O fim da ansiedade da bateria está a caminho?

A iQOO, sub-marca da Vivo que tem conquistado entusiastas de performance, acaba de abanar o mercado tecnológico com o anúncio oficial dos seus próximos lançamentos: o iQOO Neo11 Ultra e o iQOO Z11s. Marcados para estrear na China já no próximo dia 18 de agosto, estes dispositivos não são apenas 'mais dois smartphones' no catálogo anual. Eles representam um salto quântico naquilo que consideramos autonomia padrão na indústria móvel, desafiando as leis da física e da ergonomia que conhecemos até hoje.

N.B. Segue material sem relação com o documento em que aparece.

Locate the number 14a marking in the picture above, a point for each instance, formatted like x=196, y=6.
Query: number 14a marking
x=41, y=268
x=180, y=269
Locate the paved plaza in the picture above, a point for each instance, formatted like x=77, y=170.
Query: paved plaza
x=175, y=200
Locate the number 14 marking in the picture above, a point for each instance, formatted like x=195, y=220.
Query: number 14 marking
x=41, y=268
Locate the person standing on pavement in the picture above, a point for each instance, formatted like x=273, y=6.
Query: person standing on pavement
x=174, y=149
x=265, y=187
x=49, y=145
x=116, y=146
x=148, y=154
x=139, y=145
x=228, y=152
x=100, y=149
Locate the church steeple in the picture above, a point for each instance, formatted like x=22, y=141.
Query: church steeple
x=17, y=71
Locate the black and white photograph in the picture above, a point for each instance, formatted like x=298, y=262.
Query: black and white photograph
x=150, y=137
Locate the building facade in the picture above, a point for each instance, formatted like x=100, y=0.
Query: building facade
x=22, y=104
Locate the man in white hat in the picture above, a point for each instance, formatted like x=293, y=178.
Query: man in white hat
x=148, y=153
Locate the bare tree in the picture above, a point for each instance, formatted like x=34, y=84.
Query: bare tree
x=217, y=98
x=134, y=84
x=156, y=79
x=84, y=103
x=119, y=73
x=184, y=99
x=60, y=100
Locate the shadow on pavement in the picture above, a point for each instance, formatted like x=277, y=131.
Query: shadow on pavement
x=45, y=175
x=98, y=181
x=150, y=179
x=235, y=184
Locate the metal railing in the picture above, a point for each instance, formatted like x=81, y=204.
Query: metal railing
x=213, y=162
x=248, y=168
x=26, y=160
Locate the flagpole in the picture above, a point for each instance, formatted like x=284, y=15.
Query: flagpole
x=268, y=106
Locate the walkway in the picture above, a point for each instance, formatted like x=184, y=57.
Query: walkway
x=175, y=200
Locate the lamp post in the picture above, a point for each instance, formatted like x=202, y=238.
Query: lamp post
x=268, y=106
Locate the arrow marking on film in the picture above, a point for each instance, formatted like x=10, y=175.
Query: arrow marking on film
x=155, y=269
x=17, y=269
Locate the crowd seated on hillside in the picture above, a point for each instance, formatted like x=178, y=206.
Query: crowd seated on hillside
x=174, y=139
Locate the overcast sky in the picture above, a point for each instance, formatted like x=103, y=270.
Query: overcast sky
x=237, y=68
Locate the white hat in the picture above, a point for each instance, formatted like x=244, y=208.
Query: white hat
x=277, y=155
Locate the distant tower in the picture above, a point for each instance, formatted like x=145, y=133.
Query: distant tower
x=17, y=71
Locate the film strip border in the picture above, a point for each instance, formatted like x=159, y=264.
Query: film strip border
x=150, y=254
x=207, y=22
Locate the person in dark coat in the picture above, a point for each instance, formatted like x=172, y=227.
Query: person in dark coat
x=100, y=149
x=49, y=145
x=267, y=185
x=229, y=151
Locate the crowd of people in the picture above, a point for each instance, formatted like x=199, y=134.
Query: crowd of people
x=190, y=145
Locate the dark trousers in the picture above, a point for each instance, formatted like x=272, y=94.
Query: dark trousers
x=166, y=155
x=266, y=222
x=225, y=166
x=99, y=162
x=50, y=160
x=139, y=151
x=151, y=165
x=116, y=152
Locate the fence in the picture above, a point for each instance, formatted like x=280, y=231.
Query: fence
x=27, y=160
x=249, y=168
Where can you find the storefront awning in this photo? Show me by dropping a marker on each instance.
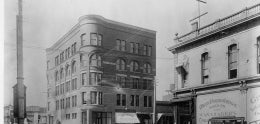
(126, 117)
(181, 99)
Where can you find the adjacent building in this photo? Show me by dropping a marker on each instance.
(101, 72)
(216, 71)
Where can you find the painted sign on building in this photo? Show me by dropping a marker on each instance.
(253, 106)
(223, 104)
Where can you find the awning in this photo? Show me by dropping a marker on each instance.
(126, 117)
(181, 99)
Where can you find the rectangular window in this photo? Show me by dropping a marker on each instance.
(258, 55)
(205, 67)
(95, 78)
(132, 98)
(136, 100)
(150, 101)
(145, 101)
(84, 98)
(83, 79)
(101, 117)
(96, 97)
(145, 50)
(118, 99)
(132, 49)
(149, 51)
(232, 61)
(123, 100)
(137, 48)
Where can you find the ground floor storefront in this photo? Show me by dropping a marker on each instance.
(225, 105)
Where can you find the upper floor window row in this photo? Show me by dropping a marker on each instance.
(95, 39)
(64, 55)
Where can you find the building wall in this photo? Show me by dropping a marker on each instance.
(111, 31)
(218, 67)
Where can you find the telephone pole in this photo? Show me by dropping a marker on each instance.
(19, 89)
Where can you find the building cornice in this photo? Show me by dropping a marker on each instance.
(243, 16)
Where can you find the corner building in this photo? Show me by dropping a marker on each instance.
(216, 71)
(101, 72)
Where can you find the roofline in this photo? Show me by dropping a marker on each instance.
(97, 17)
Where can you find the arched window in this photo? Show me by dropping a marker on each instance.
(147, 68)
(61, 73)
(95, 60)
(83, 39)
(83, 59)
(134, 66)
(120, 64)
(56, 75)
(67, 70)
(73, 67)
(232, 60)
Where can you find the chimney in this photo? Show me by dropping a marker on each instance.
(194, 26)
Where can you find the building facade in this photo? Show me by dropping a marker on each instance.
(101, 72)
(216, 71)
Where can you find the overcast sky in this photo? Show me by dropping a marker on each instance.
(45, 21)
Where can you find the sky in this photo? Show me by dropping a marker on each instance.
(45, 21)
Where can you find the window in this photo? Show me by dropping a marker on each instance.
(121, 100)
(48, 64)
(84, 98)
(148, 101)
(149, 53)
(83, 59)
(134, 100)
(120, 45)
(120, 64)
(74, 84)
(83, 39)
(258, 55)
(137, 48)
(68, 102)
(83, 79)
(134, 66)
(136, 83)
(61, 73)
(62, 56)
(67, 116)
(56, 76)
(232, 61)
(74, 101)
(74, 115)
(57, 60)
(48, 107)
(73, 67)
(121, 80)
(67, 86)
(95, 78)
(95, 60)
(147, 84)
(145, 51)
(101, 117)
(147, 68)
(95, 39)
(67, 70)
(205, 67)
(96, 97)
(57, 104)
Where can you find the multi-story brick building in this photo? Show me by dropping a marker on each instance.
(101, 72)
(217, 71)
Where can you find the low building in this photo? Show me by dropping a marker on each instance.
(101, 72)
(217, 71)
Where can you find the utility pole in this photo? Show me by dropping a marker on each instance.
(154, 102)
(19, 90)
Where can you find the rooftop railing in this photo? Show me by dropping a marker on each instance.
(224, 22)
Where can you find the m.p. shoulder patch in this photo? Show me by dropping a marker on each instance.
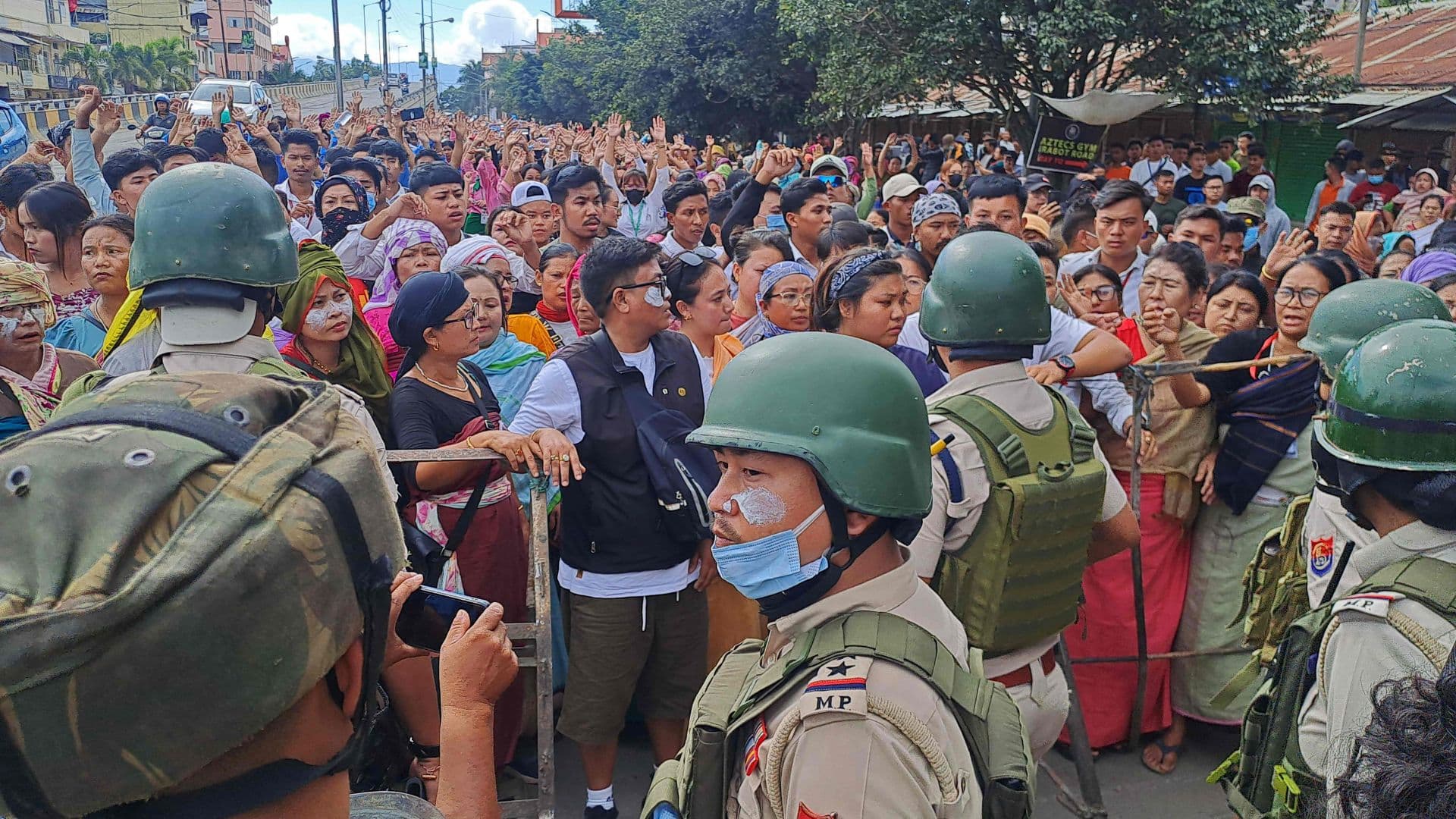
(839, 687)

iQOO Neo11 Ultra: O equilíbrio impossível entre brilho e energia

O Neo11 Ultra chega com uma proposta audaz que faz salivar qualquer 'power user'. Pela primeira vez num segmento competitivo, vemos a combinação de um ecrã de alta resolução 2K com uma bateria massiva de 9.100 mAh. Tradicionalmente, os utilizadores tinham de fazer uma escolha difícil: ou optavam por um ecrã deslumbrante que consome energia vorazmente, ou por uma bateria grande num corpo de gama média com especificações modestas. A iQOO quer acabar com esse compromisso. O design revelado mostra um módulo de câmara horizontal em formato de 'pílula', conferindo-lhe uma estética distinta que sinaliza uma nova linguagem visual para a marca.

Z11s: Entrando no território épico dos 10.000 mAh

Se 9.100 mAh já parecia impressionante, o iQOO Z11s eleva a fasquia para os cinco dígitos. É o primeiro smartphone da marca a integrar uma célula de 10.000 mAh. Para quem acompanha a evolução tecnológica, este valor era, até há pouco tempo, exclusivo de power banks ou de smartphones 'rugged' extremamente pesados e pouco práticos para o dia a dia. O grande impacto aqui não é apenas o número, mas a engenharia por trás. Provavelmente, estamos perante o uso de novas baterias com tecnologia de silício-carbono, que permitem uma densidade energética muito superior sem aumentar drasticamente o volume do aparelho.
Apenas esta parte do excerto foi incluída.